Tax Tips To Save You Money
Consider converting your traditional IRA to a Roth IRA
Although there are income limits for contributing to a Roth IRA, anyone can convert all or a portion of their assets in a traditional IRA (or other eligible retirement plan) to a Roth IRA. Why might doing so make sense? Unlike with a traditional IRA, qualified distributions from a Roth IRA aren’t generally subject to federal income taxes, as long as the Roth IRA has been open at least five years and you have reached at least age 59½. However, you’ll be required to pay income taxes on the amount of your deductible contributions, as well as any associated earnings, when you convert from your traditional IRA to a Roth IRA—or, if you don’t convert, when you retire and take withdrawals from your traditional IRA.
Depending upon your particular situation, it could be beneficial to convert from a traditional IRA to a Roth IRA and pay taxes now, rather than holding the funds in the traditional IRA and paying taxes upon distribution at a later date. Consult with your tax advisor to see which might suit your circumstances better.

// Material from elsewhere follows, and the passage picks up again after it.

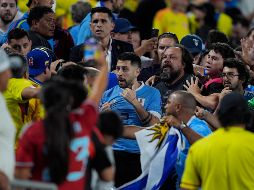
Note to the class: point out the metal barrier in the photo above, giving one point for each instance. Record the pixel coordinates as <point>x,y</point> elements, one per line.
<point>31,185</point>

Use stock losses to offset capital gains
Now may be a good time to consider selling certain under performing investments in order to generate a capital loss before the end of the year—which could help offset the capital gains you realize when selling stocks that are performing well. In addition, you may generally deduct up to $3,000 ($1,500 if married and filing separately) of capital losses in excess of capital gains per year from your ordinary income. If your net capital losses exceed the yearly limit of $3,000 ($1,500 if married and filing a separate return), you can carry over the unused losses to the following year. Note that under the new law, investors will continue to pay long-term capital gains taxes at a rate of 0%, 15% or 20% (depending on their overall income) but with adjusted cutoffs. Married couples filing jointly and earning $78,750 or less ($39,375 for singles) will pay nothing. Married couples filing jointly earning between that and $488,850 (or that and $434,550 for singles) will pay 15%, while married couples filing jointly and earning more than $488,850 or more ($434,550 for singles) will pay 20%.